# Exploring Campaign 1

Let's take a look at campaign 1 of Critical Role: Vox Machina! This was the inaugural campaign, picking up in the middle of a home game and coming to actual play for the first time. We might expect to see some major changes as the campaign goes along.

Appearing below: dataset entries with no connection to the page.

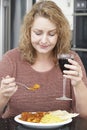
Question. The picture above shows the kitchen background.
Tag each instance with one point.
(13, 11)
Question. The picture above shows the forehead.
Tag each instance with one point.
(43, 23)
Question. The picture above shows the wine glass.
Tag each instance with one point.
(63, 59)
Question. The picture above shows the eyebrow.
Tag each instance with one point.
(37, 29)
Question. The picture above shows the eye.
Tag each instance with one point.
(38, 33)
(52, 34)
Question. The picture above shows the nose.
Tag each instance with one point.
(44, 38)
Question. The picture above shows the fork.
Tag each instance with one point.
(36, 86)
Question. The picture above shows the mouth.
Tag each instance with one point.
(43, 46)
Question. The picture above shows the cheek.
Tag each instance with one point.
(34, 38)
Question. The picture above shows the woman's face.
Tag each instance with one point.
(43, 35)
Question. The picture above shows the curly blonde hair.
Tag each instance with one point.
(51, 11)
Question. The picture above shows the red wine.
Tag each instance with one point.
(63, 61)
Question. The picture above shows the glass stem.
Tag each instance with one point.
(64, 86)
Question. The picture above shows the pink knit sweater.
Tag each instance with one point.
(43, 99)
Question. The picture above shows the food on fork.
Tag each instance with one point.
(47, 117)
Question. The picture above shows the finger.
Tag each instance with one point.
(8, 80)
(70, 72)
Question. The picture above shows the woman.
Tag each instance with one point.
(45, 34)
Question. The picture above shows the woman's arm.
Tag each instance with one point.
(78, 78)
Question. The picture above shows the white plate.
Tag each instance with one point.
(41, 125)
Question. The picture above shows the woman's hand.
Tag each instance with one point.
(74, 73)
(8, 86)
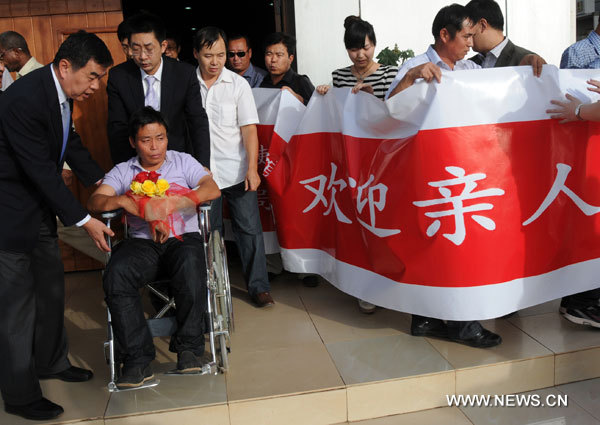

Some things to look at:

- Do the different actors have different profiles in terms of how much they speak and how long their dialogue is?
- Do these change over time - do they become more or less active or verbose?

## Loading the Data

First, we need to load all the data we want to look at, which is all episodes of campaign 1. We have a database that includes information for each episode, as well as pre-processed transcripts for each episode.

In [1]:
import pandas as pd

In [29]:
data_dir = '../../data'
db_file = f'{data_dir}/transcript_database.csv'

db = pd.read_csv(
    db_file,
    parse_dates = ['download_date']
)
drop_cols = ['section', 'section_no', 'link', 'download_date']
campaign1_db = db.loc[db['section_no'] == 1].drop(drop_cols, axis = 1).reset_index()
campaign1_db

Unnamed: 0,index,subsection_no,episode_no,subsection,episode,transcript_file
0,0,1,1,Arc 1: Kraghammer and Vasselheim,Arrival_at_Kraghammer,section001/subsection001/episode001.csv
1,1,1,2,Arc 1: Kraghammer and Vasselheim,Into_the_Greyspine_Mines,section001/subsection001/episode002.csv
2,2,1,3,Arc 1: Kraghammer and Vasselheim,Strange_Bedfellows,section001/subsection001/episode003.csv
3,3,1,4,Arc 1: Kraghammer and Vasselheim,Attack_on_the_Duergar_Warcamp,section001/subsection001/episode004.csv
4,4,1,5,Arc 1: Kraghammer and Vasselheim,The_Trick_about_Falling,section001/subsection001/episode005.csv
...,...,...,...,...,...,...
110,110,5,12,Arc 5: Vecna,Shadows_of_Thomara,section001/subsection005/episode012.csv
111,111,5,13,Arc 5: Vecna,Dark_Dealings,section001/subsection005/episode013.csv
112,112,5,14,Arc 5: Vecna,The_Final_Ascent,section001/subsection005/episode014.csv
113,113,5,15,Arc 5: Vecna,"Vecna,_the_Ascended",section001/subsection005/episode015.csv


There are 115 episodes in campaign 1, split into 5 arcs.

In [20]:
print(campaign1_db['subsection'].value_counts())

subsection
Arc 3: The Chroma Conclave          46
Arc 1: Kraghammer and Vasselheim    23
Arc 5: Vecna                        16
Arc 2: The Briarwoods               15
Arc 4: Taryon Darrington            15
Name: count, dtype: int64


Now, let's get all the transcripts into a single giant `DataFrame`.

In [28]:
def GetTranscript(arc_no, ep_no, transcript_file):
    df = pd.read_csv(f'{data_dir}/{transcript_file}')
    df.insert(0, 'arc_no', arc_no)
    df.insert(1, 'episode_no', ep_no)
    return df

transcripts = pd.DataFrame()
for index, row in campaign1_db.iterrows():
    transcripts = pd.concat([
        transcripts,
        GetTranscript(row['subsection_no'], row['episode_no'], row['transcript_file'])        
    ])
transcripts.reset_index(inplace = True)
transcripts

Unnamed: 0,index,arc_no,episode_no,section_no,line_no,section,speaker,line
0,0,1,1,1,1,Pre-Show,MATT,"Hello everyone. My name is Matthew Mercer, voi..."
1,1,1,1,1,2,Pre-Show,TRAVIS,"Right, listen up! If you have ale, then you ha..."
2,2,1,1,1,3,Pre-Show,NOSPEAKER,[record scratch] Wait.\n
3,3,1,1,1,4,Pre-Show,TRAVIS (CONT'D),"Easily the brains of the group, Grog is often ..."
4,4,1,1,1,5,Pre-Show,MARISHA,A first impression of Keyleth would leave you ...
...,...,...,...,...,...,...,...,...
291615,2271,5,16,4,1236,Part II,MARISHA,That was beautiful.
291616,2272,5,16,4,1237,Part II,SAM,"Thanks, Matt. That was really nice."
291617,2273,5,16,4,1238,Part II,MATT,"Love you, guys."
291618,2274,5,16,4,1239,Part II,LAURA,"Love you, Matthew."


We have nearly 300,000 rows, so a good dataset to work with.